The Daily Meal Hall Of Fame: Craig Claiborne
The Daily Meal is announcing the inductees into its Hall of Fame for 2016. The Hall of Fame honors key figures, both living and dead, from the world of food. We are introducing the honorees, one per weekday. Today's inductee is Craig Claiborne.
A child of Sunflower, Mississippi, a Delta town not far from where B.B. King was born, and a graduate of the famous Swiss hotel school École hôtelière de Lausanne (where he studied on the G.I. Bill after serving in the navy in both World War II and the Korean War), Craig Claiborne moved to New York City in the early 1950s. Pursuing his interest in food, he wrote for Gourmet and did food PR before talking himself into a job editing the food section at the New York Times.
In those days, newspaper food sections were part of the "women's pages" in major publications, and he was the first man to hold such a position anywhere in America. Little by little, he began to include restaurant coverage in the section, and in 1962, he published his first reviews — a roundup of four establishments that he dubbed worthy of consideration "on the basis of varying merits." (One of these was a modest Chinese place in Harlem.) This became a regular Friday column, evolving eventually into a focused review of just one or two restaurants.
Claiborne approached the job of reviewing in what was then a revolutionary manner: He dined anonymously and always paid his own check (to be reimbursed by the Times, of course), and he insisted on visiting a restaurant at least three times before delivering his verdict. The same rules were soon adopted by virtually every credible restaurant critic in America. As the idea of restaurant criticism began to gain some legitimacy around the world, at least some reviewers in other countries adopted the same conventions. Claiborne might well be called, then, the father of modern restaurant criticism. (What he would have made of the crowdsourcing of critiques is a terrible thing to imagine.)

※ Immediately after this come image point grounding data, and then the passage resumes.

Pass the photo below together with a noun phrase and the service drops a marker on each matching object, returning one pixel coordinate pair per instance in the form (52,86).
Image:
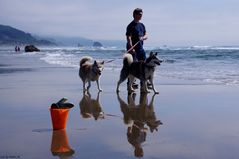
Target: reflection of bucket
(59,118)
(60,145)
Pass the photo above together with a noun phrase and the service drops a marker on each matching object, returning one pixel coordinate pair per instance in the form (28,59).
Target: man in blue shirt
(136,33)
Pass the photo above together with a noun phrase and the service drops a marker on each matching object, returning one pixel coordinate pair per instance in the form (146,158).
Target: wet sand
(198,121)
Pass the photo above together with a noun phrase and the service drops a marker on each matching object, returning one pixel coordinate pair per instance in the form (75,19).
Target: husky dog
(90,72)
(143,70)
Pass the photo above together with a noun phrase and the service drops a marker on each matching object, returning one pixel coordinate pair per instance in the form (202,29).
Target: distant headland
(11,36)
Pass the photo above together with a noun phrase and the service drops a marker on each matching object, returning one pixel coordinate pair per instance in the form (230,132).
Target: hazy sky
(168,22)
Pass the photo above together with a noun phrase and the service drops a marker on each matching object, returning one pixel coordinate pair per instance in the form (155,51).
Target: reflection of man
(137,116)
(136,135)
(91,107)
(60,145)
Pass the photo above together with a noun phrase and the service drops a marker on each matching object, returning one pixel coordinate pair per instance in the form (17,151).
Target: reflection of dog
(91,107)
(141,70)
(90,72)
(143,112)
(136,116)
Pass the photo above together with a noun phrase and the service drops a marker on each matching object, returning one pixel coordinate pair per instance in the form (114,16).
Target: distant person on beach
(17,48)
(136,33)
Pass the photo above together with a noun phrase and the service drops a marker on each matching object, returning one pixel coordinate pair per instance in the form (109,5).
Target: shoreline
(198,120)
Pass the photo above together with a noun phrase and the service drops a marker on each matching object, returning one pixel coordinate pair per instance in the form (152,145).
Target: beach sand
(199,121)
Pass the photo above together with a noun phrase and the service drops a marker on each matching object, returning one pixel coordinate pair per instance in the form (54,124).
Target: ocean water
(197,64)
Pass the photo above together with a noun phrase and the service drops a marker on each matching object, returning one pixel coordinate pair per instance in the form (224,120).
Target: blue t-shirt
(136,30)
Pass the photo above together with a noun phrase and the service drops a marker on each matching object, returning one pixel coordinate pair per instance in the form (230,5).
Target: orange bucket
(59,118)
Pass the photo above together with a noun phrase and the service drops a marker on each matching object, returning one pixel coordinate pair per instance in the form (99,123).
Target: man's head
(138,12)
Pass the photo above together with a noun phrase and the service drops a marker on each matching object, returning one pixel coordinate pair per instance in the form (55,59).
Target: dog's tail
(127,60)
(85,59)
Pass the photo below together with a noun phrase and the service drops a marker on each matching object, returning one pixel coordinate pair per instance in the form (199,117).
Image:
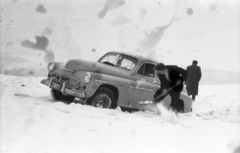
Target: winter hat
(160,66)
(195,61)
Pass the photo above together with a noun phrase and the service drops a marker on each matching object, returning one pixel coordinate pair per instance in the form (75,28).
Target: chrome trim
(76,93)
(68,70)
(101,81)
(144,89)
(89,77)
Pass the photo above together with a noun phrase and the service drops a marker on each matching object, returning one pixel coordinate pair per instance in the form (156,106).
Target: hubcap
(102,101)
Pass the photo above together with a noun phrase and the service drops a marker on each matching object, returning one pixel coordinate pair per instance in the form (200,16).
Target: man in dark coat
(169,76)
(194,76)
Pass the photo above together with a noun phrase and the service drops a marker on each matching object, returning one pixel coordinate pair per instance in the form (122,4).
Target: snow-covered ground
(33,33)
(31,121)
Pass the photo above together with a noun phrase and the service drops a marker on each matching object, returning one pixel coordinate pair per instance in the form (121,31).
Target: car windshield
(119,60)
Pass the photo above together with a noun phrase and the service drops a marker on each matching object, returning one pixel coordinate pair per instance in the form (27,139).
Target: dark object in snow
(116,79)
(194,76)
(189,11)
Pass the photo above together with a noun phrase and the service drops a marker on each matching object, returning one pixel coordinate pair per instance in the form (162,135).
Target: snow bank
(33,122)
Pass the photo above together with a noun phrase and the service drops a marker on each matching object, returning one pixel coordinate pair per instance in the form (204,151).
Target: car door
(146,84)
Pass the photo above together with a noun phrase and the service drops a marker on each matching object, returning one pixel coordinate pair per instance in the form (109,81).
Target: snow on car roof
(139,57)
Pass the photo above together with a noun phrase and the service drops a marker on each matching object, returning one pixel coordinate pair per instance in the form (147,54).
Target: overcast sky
(172,31)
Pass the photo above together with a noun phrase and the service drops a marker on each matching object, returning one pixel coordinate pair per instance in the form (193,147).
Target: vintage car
(116,79)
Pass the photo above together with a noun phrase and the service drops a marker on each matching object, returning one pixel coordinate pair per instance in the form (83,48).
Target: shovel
(155,99)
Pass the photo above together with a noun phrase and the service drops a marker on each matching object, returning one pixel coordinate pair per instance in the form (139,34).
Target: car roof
(139,57)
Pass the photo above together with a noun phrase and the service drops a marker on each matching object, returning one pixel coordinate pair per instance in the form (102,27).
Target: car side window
(147,69)
(127,64)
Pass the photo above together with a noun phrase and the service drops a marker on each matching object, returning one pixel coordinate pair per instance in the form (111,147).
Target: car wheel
(57,95)
(103,98)
(129,110)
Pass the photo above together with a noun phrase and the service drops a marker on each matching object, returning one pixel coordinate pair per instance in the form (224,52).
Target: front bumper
(63,89)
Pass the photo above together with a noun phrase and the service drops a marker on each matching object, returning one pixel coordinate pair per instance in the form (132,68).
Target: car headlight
(86,77)
(50,67)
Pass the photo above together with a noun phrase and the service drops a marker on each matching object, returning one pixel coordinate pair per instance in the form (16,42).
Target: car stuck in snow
(116,79)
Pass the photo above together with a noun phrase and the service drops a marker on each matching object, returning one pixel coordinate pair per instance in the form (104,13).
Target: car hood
(84,65)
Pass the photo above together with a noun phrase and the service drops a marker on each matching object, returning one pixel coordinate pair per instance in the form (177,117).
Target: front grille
(66,72)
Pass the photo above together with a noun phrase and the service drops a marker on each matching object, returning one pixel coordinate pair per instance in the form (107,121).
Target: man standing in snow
(194,76)
(170,77)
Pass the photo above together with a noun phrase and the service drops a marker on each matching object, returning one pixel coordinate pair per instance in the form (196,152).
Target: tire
(57,95)
(103,98)
(129,110)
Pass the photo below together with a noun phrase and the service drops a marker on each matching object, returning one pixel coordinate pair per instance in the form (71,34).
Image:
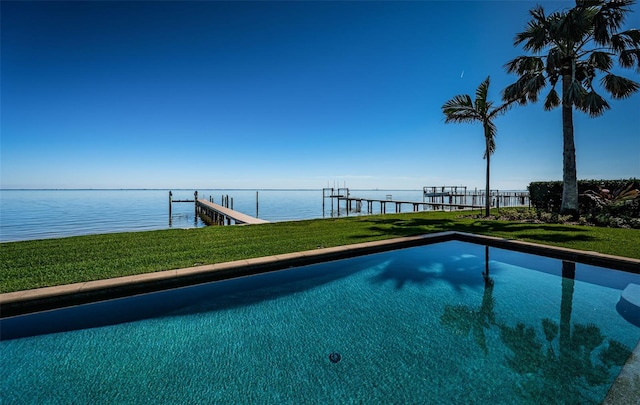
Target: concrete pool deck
(625,390)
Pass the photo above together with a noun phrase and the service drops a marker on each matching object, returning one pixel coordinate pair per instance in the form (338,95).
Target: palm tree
(462,109)
(572,47)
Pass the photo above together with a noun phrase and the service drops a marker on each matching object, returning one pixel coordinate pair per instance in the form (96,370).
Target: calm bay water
(40,214)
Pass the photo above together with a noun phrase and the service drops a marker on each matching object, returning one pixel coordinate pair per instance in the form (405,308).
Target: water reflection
(573,360)
(464,319)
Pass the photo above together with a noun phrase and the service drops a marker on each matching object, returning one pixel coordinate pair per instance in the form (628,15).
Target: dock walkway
(221,215)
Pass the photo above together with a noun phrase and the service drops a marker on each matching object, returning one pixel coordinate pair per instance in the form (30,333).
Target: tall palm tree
(461,109)
(572,47)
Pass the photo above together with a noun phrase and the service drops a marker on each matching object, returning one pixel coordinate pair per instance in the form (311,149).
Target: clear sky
(279,95)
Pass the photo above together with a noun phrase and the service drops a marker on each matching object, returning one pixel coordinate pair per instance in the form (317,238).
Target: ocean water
(40,214)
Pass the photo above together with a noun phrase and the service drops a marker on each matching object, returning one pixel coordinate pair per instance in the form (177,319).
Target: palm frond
(490,131)
(619,87)
(536,35)
(600,60)
(628,39)
(574,94)
(460,109)
(525,64)
(630,57)
(481,104)
(593,104)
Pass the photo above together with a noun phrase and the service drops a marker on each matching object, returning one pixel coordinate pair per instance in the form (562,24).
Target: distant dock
(217,214)
(433,198)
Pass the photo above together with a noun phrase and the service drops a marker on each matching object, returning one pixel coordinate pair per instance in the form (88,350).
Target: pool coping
(47,298)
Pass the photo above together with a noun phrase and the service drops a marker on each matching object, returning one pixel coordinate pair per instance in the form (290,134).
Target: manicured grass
(41,263)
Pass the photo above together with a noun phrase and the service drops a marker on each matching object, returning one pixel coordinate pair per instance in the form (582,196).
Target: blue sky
(279,95)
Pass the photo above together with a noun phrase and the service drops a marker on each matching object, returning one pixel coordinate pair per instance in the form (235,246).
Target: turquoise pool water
(418,325)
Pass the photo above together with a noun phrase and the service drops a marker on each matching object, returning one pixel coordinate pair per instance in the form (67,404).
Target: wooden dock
(434,198)
(219,215)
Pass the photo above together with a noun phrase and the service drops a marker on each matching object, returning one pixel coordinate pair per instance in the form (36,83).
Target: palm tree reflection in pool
(574,362)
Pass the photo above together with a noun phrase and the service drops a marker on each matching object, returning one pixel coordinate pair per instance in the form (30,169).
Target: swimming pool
(416,325)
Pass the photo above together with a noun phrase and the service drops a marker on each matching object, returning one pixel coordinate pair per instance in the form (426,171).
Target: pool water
(417,325)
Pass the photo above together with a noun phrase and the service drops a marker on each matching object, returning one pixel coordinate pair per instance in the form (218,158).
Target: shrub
(598,204)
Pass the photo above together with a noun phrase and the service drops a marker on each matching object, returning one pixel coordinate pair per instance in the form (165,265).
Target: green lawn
(41,263)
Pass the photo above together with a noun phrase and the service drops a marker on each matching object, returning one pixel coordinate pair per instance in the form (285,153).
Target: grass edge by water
(49,262)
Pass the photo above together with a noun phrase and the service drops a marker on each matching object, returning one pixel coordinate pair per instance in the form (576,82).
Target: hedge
(547,195)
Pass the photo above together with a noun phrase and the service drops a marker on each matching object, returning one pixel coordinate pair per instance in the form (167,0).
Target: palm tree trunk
(569,204)
(487,201)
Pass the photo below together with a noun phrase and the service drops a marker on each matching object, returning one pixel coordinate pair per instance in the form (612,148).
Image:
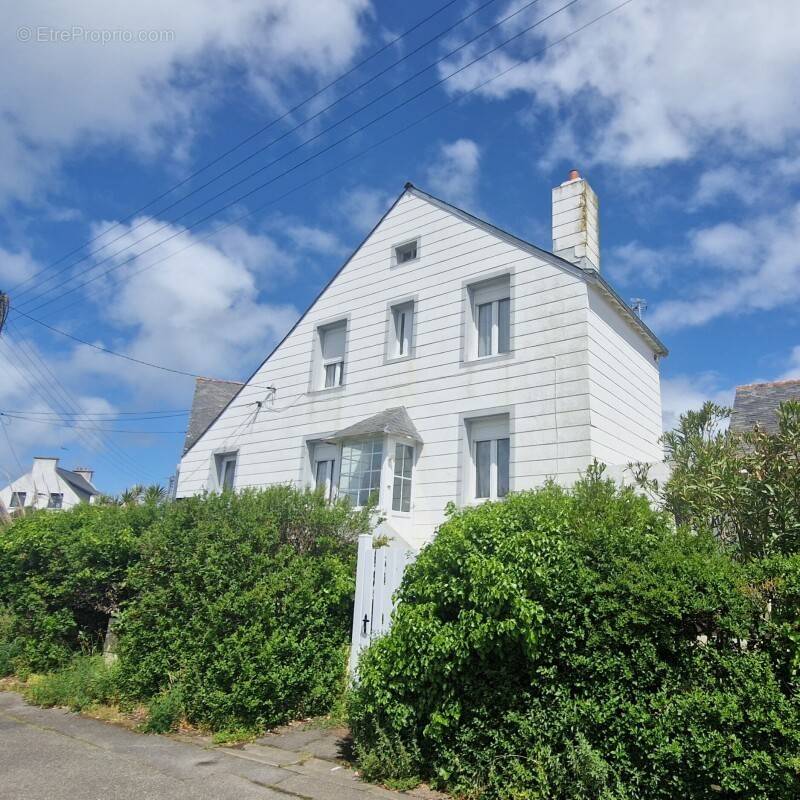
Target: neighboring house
(447,360)
(49,486)
(757,403)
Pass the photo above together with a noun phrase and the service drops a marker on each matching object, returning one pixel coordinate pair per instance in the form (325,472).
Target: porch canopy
(392,422)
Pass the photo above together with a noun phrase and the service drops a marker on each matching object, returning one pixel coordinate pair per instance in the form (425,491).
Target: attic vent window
(404,253)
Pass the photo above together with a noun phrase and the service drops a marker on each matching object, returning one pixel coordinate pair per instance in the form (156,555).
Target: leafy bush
(164,712)
(571,644)
(244,603)
(61,575)
(86,680)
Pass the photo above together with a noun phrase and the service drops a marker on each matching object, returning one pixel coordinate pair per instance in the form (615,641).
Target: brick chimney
(85,472)
(576,229)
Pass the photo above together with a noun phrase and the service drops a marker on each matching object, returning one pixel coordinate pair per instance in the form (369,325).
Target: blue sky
(682,115)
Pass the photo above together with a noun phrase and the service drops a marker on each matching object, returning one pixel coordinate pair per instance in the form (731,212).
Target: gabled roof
(758,403)
(392,421)
(210,398)
(76,481)
(591,276)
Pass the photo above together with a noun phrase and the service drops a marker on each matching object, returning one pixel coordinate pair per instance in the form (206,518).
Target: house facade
(47,485)
(446,361)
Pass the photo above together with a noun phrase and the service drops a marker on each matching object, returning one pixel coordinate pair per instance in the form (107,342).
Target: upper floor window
(401,331)
(324,464)
(490,453)
(408,251)
(226,470)
(332,339)
(401,488)
(489,329)
(360,474)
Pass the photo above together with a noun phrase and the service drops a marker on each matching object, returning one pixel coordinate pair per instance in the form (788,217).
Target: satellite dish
(4,306)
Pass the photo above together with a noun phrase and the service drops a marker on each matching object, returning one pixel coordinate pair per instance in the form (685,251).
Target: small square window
(404,253)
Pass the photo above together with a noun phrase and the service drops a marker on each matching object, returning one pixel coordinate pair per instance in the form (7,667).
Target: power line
(308,159)
(246,140)
(73,427)
(279,138)
(399,132)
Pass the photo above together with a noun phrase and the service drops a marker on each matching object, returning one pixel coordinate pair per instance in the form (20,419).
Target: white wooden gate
(378,576)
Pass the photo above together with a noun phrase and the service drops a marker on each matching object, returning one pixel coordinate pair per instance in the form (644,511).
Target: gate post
(362,610)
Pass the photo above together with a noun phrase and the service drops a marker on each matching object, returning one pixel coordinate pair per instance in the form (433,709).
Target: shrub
(85,681)
(244,602)
(61,575)
(164,711)
(571,644)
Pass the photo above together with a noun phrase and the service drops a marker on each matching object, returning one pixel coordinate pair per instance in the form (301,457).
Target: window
(226,471)
(360,475)
(332,344)
(402,330)
(324,463)
(490,331)
(490,449)
(404,253)
(401,490)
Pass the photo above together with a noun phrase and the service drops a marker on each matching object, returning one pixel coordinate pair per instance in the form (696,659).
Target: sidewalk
(47,753)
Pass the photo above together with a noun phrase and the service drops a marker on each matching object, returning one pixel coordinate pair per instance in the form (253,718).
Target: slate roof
(393,421)
(76,481)
(758,403)
(210,397)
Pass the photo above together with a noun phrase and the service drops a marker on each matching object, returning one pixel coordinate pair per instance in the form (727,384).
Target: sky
(178,181)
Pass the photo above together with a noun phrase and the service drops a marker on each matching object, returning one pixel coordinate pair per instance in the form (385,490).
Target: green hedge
(242,603)
(61,575)
(572,645)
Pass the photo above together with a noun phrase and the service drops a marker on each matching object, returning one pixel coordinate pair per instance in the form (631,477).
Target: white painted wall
(38,484)
(543,384)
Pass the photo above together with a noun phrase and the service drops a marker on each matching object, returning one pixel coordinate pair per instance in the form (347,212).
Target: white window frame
(337,362)
(345,473)
(397,249)
(488,295)
(491,430)
(406,481)
(224,460)
(402,322)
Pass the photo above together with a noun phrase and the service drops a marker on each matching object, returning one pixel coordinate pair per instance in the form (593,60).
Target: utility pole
(5,303)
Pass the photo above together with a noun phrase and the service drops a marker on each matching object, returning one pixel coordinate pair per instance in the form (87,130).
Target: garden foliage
(572,644)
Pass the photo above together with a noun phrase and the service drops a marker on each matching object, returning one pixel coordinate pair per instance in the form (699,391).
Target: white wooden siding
(546,379)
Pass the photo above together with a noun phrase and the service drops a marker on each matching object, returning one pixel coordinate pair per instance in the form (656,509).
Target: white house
(447,360)
(49,486)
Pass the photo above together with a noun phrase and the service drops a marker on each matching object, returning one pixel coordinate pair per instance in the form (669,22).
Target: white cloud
(362,207)
(197,308)
(684,393)
(454,173)
(657,82)
(793,365)
(753,266)
(147,95)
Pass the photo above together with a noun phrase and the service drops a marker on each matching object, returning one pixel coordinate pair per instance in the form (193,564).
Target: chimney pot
(576,228)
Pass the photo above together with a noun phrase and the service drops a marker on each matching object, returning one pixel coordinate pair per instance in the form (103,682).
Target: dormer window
(408,251)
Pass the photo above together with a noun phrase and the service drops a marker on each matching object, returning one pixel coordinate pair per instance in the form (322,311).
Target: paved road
(51,754)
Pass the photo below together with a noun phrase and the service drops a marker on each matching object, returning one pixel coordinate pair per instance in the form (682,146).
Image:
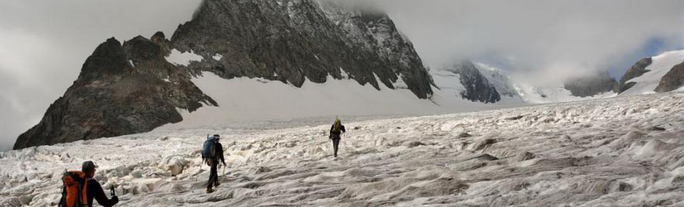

Beyond reviewing New York restaurants, he wrote about chefs and the food they cooked around the country (he is often credited with having "discovered" Paul Prudhomme). Claiborne also had a strong influence on American home cooks through many editions and permutations of The New York Times Cookbook, and through his later books and newspaper columns in collaboration with the veteran French chef Pierre Franey.
Claiborne was an absolutely key figure in the maturation of the American awareness of food, both homemade and crafted by professionals.